If it doesn’t feel natural at first, don’t worry! Manta believes it’s essential to embrace awkwardness. “Don’t feel like you have to be something or someone that you’re not,” she says. She got the same advice from her instructor at a pole class, an activity she says was both empowering and nerve-wracking until she took it to heart. “Whatever you’re doing, you can make that sexy,” she says. “The amount that you’re willing to lean into it is what makes it authentic.” Basically, if you’re feeling anxious, own it! Your partner might be feeling the same way, so your openness could be what sets them at ease.

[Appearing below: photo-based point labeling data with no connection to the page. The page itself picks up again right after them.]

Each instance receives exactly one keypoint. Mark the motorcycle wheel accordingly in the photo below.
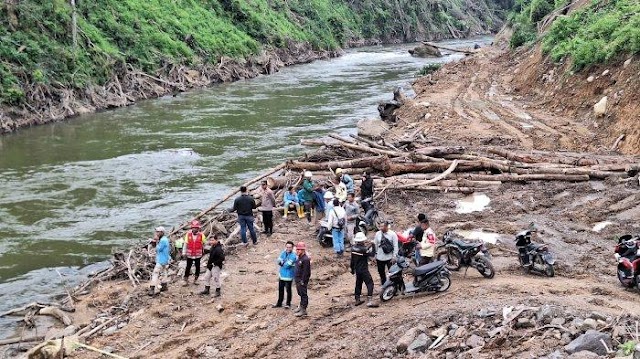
(445, 283)
(487, 268)
(388, 293)
(452, 257)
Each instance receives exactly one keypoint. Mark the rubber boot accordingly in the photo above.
(205, 291)
(302, 312)
(371, 303)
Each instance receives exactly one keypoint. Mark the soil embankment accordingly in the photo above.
(473, 104)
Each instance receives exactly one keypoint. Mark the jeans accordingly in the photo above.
(190, 262)
(282, 285)
(304, 297)
(338, 240)
(247, 221)
(382, 269)
(368, 281)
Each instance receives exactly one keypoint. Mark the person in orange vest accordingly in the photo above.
(193, 250)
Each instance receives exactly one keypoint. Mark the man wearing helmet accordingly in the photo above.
(193, 250)
(360, 255)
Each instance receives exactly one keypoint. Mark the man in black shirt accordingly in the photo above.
(244, 205)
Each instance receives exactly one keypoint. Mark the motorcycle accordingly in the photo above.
(457, 253)
(534, 257)
(627, 253)
(433, 277)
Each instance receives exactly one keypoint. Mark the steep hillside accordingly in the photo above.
(56, 62)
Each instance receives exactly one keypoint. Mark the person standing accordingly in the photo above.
(267, 204)
(360, 255)
(287, 263)
(161, 270)
(337, 221)
(352, 209)
(386, 244)
(428, 243)
(244, 205)
(366, 188)
(302, 276)
(193, 250)
(214, 267)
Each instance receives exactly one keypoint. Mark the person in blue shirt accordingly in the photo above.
(287, 263)
(161, 270)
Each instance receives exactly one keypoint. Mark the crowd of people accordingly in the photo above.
(337, 211)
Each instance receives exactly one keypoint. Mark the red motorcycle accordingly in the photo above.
(627, 255)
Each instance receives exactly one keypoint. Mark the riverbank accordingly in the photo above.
(467, 104)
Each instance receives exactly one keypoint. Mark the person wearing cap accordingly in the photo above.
(427, 245)
(384, 258)
(193, 250)
(366, 188)
(267, 204)
(306, 195)
(214, 266)
(337, 231)
(346, 179)
(244, 205)
(161, 270)
(352, 210)
(287, 263)
(360, 255)
(302, 276)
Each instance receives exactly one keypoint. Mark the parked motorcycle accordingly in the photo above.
(433, 277)
(457, 253)
(534, 257)
(627, 255)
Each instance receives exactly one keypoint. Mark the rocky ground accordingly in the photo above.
(514, 315)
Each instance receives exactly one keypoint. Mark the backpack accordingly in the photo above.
(386, 245)
(341, 221)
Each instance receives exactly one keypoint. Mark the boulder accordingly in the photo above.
(590, 341)
(425, 51)
(600, 109)
(420, 344)
(372, 128)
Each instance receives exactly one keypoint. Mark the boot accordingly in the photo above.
(302, 312)
(370, 303)
(205, 291)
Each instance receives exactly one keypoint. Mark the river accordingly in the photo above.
(71, 192)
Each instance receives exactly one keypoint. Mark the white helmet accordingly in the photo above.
(360, 237)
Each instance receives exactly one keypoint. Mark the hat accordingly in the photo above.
(360, 237)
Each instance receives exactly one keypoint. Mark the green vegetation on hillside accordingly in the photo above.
(36, 46)
(597, 33)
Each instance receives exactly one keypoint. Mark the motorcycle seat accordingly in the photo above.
(463, 244)
(428, 268)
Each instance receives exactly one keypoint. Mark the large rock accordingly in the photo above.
(590, 341)
(372, 128)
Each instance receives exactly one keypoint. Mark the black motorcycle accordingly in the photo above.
(534, 257)
(433, 277)
(457, 253)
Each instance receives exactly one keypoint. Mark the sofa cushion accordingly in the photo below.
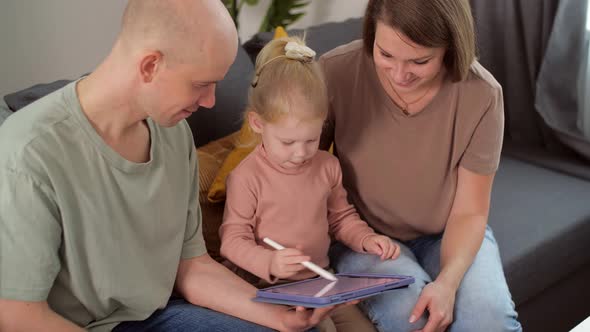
(207, 124)
(541, 220)
(4, 112)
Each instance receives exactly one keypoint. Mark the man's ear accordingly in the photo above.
(255, 122)
(149, 65)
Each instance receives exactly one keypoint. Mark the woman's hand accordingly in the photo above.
(439, 299)
(286, 263)
(382, 246)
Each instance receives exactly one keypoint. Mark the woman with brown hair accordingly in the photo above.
(417, 124)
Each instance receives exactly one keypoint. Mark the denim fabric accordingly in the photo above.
(483, 301)
(181, 316)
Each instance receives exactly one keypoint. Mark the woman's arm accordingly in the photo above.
(461, 241)
(466, 226)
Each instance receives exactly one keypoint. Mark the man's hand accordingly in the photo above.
(286, 263)
(382, 246)
(439, 300)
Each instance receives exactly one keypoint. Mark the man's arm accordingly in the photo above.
(204, 282)
(16, 316)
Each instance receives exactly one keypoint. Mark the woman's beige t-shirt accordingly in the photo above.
(400, 170)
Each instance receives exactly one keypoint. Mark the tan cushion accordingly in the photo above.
(211, 157)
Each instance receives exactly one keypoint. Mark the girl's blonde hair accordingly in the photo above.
(281, 81)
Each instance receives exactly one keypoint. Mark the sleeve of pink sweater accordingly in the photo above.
(238, 243)
(345, 223)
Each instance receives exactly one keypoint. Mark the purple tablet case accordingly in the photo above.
(319, 292)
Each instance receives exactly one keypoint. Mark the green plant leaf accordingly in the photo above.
(282, 13)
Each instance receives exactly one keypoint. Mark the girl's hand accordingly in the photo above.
(381, 245)
(286, 263)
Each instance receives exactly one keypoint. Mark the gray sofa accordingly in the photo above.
(540, 209)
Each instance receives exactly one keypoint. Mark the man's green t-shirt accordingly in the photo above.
(96, 236)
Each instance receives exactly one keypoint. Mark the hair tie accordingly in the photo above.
(293, 51)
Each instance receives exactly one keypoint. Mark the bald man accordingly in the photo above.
(99, 214)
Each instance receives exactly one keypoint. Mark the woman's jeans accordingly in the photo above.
(482, 302)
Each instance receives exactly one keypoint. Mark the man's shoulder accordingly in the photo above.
(33, 130)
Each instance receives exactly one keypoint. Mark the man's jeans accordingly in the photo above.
(482, 303)
(181, 316)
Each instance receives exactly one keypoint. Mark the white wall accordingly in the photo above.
(45, 40)
(42, 41)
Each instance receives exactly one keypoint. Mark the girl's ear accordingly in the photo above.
(255, 121)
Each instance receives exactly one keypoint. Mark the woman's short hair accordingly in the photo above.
(430, 23)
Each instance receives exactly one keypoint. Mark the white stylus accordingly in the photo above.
(321, 272)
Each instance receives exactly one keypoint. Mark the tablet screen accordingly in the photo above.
(323, 287)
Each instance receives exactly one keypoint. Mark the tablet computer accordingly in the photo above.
(319, 292)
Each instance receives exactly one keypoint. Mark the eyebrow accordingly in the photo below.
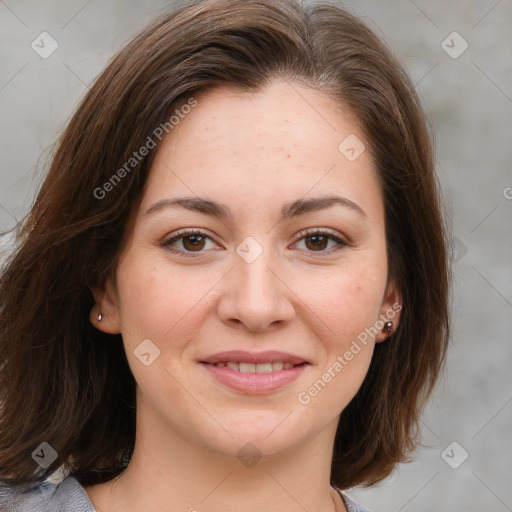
(221, 211)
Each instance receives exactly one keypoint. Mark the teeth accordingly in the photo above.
(256, 368)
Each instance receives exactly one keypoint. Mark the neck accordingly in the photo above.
(169, 472)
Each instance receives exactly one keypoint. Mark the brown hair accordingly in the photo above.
(63, 381)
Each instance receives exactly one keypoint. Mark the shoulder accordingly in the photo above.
(65, 496)
(351, 505)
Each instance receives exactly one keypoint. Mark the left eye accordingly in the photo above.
(318, 241)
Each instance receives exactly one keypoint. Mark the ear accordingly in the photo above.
(106, 304)
(389, 312)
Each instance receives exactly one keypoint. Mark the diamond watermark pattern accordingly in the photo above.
(146, 352)
(44, 455)
(454, 45)
(454, 455)
(44, 45)
(458, 249)
(249, 249)
(352, 147)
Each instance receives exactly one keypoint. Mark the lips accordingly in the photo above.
(255, 373)
(241, 356)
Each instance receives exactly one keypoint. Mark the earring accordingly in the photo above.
(388, 327)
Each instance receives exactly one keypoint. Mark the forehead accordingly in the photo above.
(284, 139)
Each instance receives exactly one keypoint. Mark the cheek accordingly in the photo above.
(347, 301)
(158, 299)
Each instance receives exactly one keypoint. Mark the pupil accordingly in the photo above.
(194, 241)
(318, 241)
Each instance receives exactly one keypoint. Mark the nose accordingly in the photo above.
(256, 295)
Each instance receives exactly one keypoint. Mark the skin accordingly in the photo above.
(253, 152)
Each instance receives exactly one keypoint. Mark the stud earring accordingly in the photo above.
(388, 327)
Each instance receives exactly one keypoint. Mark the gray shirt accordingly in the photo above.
(69, 496)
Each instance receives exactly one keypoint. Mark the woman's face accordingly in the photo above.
(258, 256)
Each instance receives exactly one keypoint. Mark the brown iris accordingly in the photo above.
(319, 242)
(193, 242)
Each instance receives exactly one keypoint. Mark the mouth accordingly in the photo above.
(245, 367)
(254, 373)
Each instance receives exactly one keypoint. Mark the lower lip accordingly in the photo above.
(254, 383)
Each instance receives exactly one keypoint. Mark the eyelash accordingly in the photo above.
(300, 236)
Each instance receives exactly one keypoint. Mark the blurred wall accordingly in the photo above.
(459, 55)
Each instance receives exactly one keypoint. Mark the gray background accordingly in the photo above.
(469, 100)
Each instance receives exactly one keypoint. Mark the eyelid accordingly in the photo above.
(333, 235)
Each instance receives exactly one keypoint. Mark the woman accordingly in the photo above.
(232, 289)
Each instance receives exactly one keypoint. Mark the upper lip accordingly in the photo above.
(269, 356)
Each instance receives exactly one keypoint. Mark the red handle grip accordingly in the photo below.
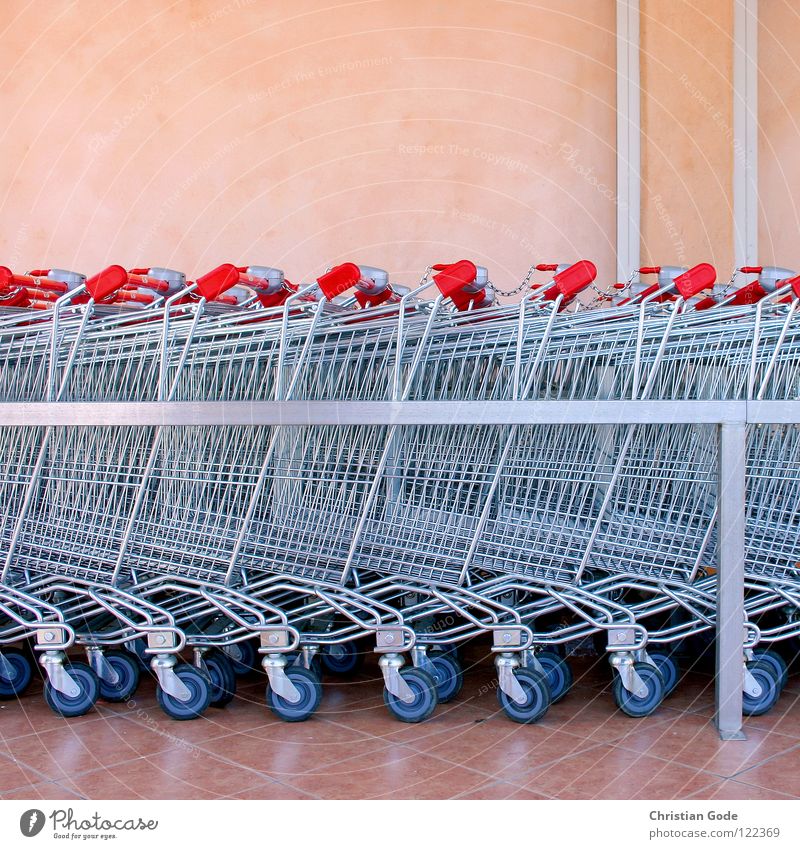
(452, 278)
(217, 281)
(106, 282)
(339, 279)
(138, 281)
(693, 281)
(575, 278)
(794, 282)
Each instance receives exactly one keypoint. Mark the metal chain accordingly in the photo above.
(728, 285)
(526, 284)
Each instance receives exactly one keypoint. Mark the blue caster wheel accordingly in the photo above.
(537, 697)
(89, 690)
(307, 683)
(425, 700)
(199, 686)
(19, 671)
(770, 691)
(127, 667)
(244, 657)
(223, 678)
(773, 659)
(558, 673)
(447, 675)
(634, 705)
(669, 669)
(342, 658)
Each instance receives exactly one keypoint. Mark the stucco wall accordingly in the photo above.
(301, 134)
(687, 132)
(779, 133)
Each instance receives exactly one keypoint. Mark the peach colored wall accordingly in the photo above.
(779, 133)
(687, 132)
(299, 134)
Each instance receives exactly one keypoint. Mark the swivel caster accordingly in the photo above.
(644, 703)
(756, 704)
(423, 699)
(558, 673)
(535, 692)
(307, 685)
(126, 668)
(15, 673)
(79, 702)
(197, 698)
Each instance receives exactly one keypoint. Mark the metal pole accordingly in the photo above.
(730, 576)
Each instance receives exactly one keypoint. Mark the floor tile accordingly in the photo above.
(609, 772)
(732, 789)
(690, 739)
(174, 774)
(781, 773)
(395, 772)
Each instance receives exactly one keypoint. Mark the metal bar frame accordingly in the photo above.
(731, 418)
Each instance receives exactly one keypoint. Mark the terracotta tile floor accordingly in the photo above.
(352, 749)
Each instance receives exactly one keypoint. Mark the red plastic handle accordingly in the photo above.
(452, 278)
(339, 279)
(138, 281)
(752, 293)
(217, 281)
(693, 281)
(575, 278)
(106, 282)
(794, 282)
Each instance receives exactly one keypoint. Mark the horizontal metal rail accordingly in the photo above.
(397, 412)
(730, 417)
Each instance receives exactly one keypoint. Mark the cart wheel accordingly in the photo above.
(634, 705)
(89, 690)
(20, 674)
(770, 691)
(669, 669)
(126, 665)
(537, 697)
(558, 673)
(199, 686)
(247, 661)
(771, 658)
(342, 658)
(425, 698)
(307, 683)
(223, 678)
(447, 675)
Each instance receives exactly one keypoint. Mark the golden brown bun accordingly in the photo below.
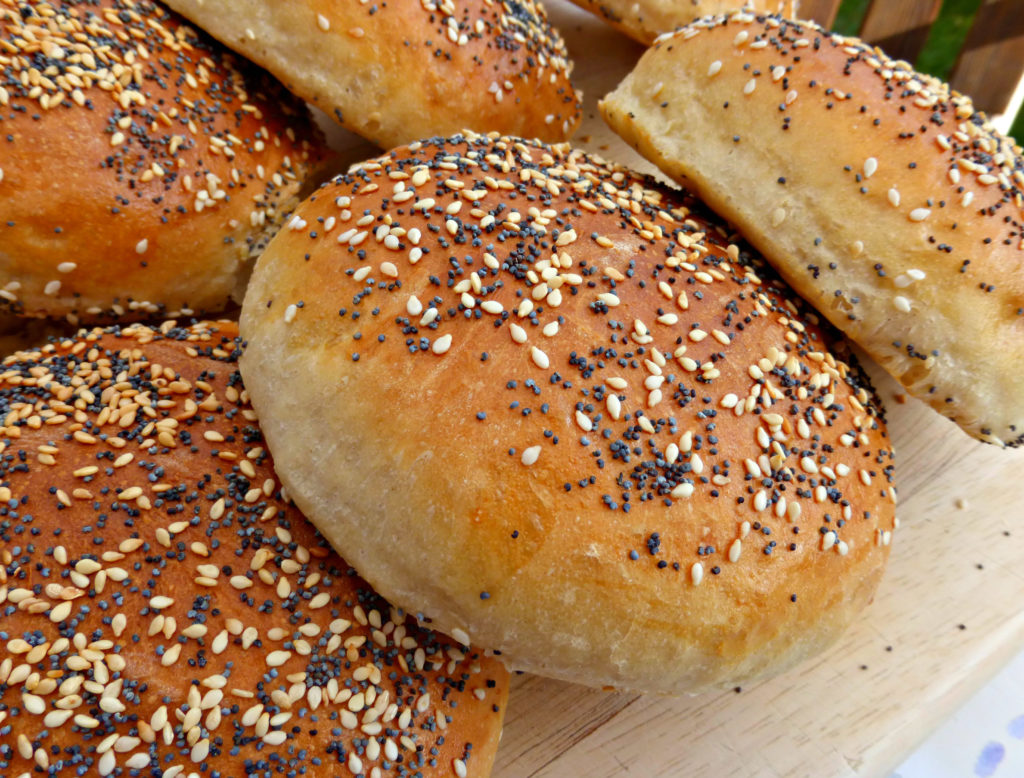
(879, 193)
(17, 333)
(522, 477)
(140, 169)
(396, 72)
(165, 607)
(645, 19)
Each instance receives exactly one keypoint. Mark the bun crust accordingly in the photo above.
(141, 166)
(645, 19)
(545, 402)
(166, 608)
(879, 193)
(397, 72)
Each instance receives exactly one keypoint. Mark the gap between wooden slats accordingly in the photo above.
(899, 27)
(822, 11)
(991, 61)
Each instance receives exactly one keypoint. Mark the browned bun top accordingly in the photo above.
(645, 19)
(546, 402)
(141, 165)
(400, 71)
(166, 608)
(17, 333)
(879, 192)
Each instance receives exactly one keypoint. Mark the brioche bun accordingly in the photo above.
(167, 610)
(396, 72)
(141, 165)
(882, 196)
(547, 403)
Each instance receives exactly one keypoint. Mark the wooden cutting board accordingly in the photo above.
(946, 617)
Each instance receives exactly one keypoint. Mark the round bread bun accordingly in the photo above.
(167, 610)
(884, 198)
(645, 19)
(545, 402)
(396, 72)
(17, 333)
(141, 165)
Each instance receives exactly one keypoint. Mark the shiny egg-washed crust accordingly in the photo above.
(645, 19)
(877, 191)
(141, 164)
(545, 402)
(166, 608)
(18, 333)
(401, 71)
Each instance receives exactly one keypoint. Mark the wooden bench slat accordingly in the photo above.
(991, 60)
(899, 27)
(822, 11)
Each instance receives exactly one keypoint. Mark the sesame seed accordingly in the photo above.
(276, 658)
(441, 345)
(735, 549)
(696, 573)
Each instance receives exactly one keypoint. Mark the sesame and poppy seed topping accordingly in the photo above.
(167, 610)
(875, 189)
(396, 72)
(645, 19)
(572, 391)
(126, 135)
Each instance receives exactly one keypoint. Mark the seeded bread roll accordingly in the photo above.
(879, 193)
(543, 401)
(645, 19)
(140, 169)
(17, 333)
(166, 608)
(396, 72)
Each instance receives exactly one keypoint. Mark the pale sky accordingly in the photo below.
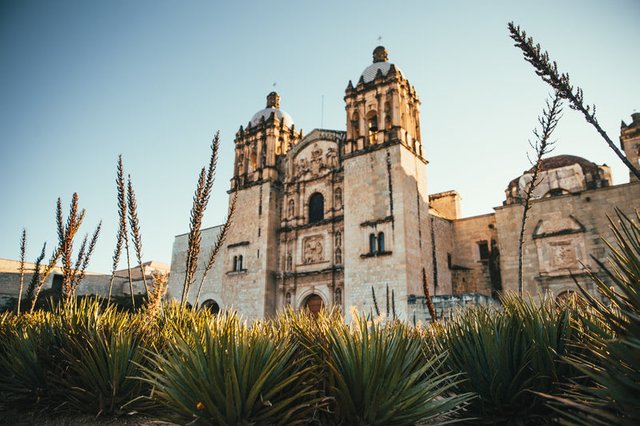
(82, 82)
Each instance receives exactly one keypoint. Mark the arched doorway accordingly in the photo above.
(313, 303)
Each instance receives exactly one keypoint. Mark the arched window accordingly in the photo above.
(338, 198)
(387, 116)
(241, 164)
(381, 242)
(372, 121)
(211, 305)
(338, 296)
(292, 207)
(316, 208)
(355, 124)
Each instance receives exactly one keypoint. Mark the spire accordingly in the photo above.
(380, 54)
(273, 100)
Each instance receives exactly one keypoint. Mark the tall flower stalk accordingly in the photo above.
(200, 201)
(542, 146)
(136, 236)
(548, 71)
(23, 248)
(215, 250)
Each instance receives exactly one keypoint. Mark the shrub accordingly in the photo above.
(227, 373)
(510, 354)
(379, 375)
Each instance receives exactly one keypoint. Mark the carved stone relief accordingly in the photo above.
(317, 163)
(312, 249)
(560, 255)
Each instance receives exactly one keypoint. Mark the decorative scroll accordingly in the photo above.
(312, 249)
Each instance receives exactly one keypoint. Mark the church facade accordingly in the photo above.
(336, 218)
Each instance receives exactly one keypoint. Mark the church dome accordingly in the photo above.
(380, 63)
(556, 182)
(273, 107)
(559, 161)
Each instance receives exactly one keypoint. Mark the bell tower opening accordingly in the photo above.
(314, 304)
(382, 108)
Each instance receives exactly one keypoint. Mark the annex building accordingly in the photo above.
(323, 218)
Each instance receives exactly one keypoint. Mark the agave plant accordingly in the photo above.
(228, 374)
(99, 357)
(611, 357)
(509, 355)
(380, 376)
(25, 361)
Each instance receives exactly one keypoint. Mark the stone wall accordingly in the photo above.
(562, 234)
(472, 272)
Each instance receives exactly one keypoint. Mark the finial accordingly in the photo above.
(380, 54)
(273, 100)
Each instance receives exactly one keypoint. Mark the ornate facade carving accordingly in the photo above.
(312, 249)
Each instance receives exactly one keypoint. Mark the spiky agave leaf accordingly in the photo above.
(509, 355)
(228, 374)
(379, 376)
(611, 339)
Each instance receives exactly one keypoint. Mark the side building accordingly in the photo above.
(334, 217)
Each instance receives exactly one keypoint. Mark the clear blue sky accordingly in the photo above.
(83, 81)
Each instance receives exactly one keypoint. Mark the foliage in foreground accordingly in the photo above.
(508, 354)
(611, 348)
(225, 373)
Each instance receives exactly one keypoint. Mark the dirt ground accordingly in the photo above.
(39, 419)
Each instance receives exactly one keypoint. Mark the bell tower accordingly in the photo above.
(268, 135)
(387, 228)
(249, 262)
(382, 109)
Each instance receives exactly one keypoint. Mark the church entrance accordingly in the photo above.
(313, 303)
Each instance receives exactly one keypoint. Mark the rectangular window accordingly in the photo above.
(483, 248)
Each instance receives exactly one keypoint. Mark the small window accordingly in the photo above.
(316, 208)
(355, 125)
(380, 242)
(338, 198)
(211, 305)
(483, 248)
(555, 192)
(373, 122)
(292, 207)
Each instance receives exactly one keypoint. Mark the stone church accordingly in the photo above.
(334, 217)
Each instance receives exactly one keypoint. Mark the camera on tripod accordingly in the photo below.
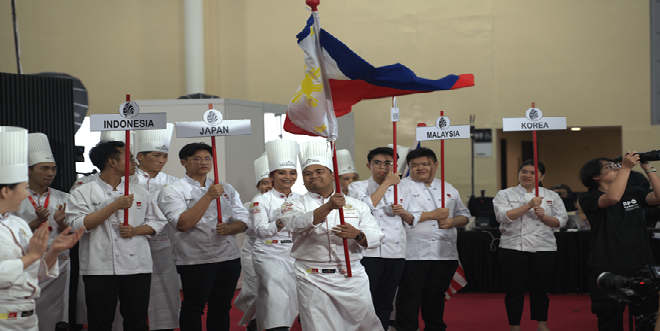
(639, 293)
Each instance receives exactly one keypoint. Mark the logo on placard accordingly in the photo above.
(534, 114)
(212, 117)
(443, 123)
(129, 109)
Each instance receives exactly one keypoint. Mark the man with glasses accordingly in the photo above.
(619, 242)
(384, 264)
(205, 252)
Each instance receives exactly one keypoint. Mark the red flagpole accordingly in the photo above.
(442, 166)
(341, 210)
(536, 159)
(215, 172)
(394, 158)
(127, 164)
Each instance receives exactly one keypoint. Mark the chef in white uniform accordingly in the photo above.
(106, 136)
(81, 307)
(346, 169)
(385, 264)
(47, 205)
(431, 254)
(327, 298)
(205, 251)
(277, 306)
(153, 152)
(115, 259)
(245, 301)
(24, 257)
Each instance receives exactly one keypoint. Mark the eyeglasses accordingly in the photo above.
(386, 164)
(198, 160)
(611, 166)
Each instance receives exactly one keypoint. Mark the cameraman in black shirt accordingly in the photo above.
(619, 242)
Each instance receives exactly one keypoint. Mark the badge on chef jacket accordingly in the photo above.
(287, 207)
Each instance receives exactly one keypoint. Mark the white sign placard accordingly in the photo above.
(224, 128)
(394, 115)
(524, 124)
(116, 122)
(450, 132)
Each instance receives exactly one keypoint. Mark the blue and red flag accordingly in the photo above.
(336, 78)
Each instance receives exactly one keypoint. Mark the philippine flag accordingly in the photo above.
(336, 78)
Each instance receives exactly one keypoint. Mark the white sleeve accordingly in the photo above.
(261, 224)
(239, 212)
(77, 209)
(296, 218)
(501, 205)
(154, 217)
(172, 205)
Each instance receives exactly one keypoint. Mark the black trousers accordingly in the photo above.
(210, 283)
(425, 283)
(608, 311)
(524, 271)
(384, 277)
(102, 292)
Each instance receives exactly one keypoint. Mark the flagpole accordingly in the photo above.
(215, 173)
(536, 159)
(442, 166)
(127, 164)
(394, 155)
(341, 210)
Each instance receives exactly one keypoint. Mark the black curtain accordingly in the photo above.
(43, 104)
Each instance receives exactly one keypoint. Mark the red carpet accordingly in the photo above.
(485, 311)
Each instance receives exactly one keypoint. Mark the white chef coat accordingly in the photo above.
(394, 244)
(19, 288)
(426, 240)
(85, 180)
(165, 297)
(528, 233)
(271, 256)
(328, 299)
(201, 244)
(103, 251)
(53, 303)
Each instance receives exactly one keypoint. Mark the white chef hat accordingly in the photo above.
(156, 140)
(401, 160)
(13, 155)
(282, 154)
(261, 167)
(39, 149)
(345, 162)
(121, 136)
(315, 152)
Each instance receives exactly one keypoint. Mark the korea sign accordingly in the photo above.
(533, 121)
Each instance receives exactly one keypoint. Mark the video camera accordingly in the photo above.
(647, 156)
(639, 293)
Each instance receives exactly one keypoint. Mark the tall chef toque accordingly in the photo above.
(156, 140)
(282, 154)
(261, 167)
(13, 155)
(315, 152)
(39, 149)
(345, 162)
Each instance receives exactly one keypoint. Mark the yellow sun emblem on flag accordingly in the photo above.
(307, 86)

Dr. Rhea Merck, psychotherapist and Senior Instructor of Psychology at the University of South Carolina, agrees that in order to spark romance when dating virtually, you have to be patient with the process. “Chemistry develops in lots of ways, but the difference I think is…giving it more time to really get to know one another and figuring out how to really spend time with this person.” Dr. Merck says that we take in a lot of non-verbal communication that we don’t even recognize most of the time, and communicating without that will take more concerted effort. 

Noel affirms that in the absence of those physical cues, you shouldn’t be too hard on yourself if you don’t click right away. “This is new terrain for a lot of people, so be compassionate with yourself,” she says. “Remember that there will be awkward silences or talking over each other because you’re connecting through a screen…and that’s okay! It can still be a blast regardless.” And if we’re being honest, those charming moments of awkwardness are what first dates are all about! If you can laugh with them through the meet-cute jitters online or IRL, you’ve found someone truly magical.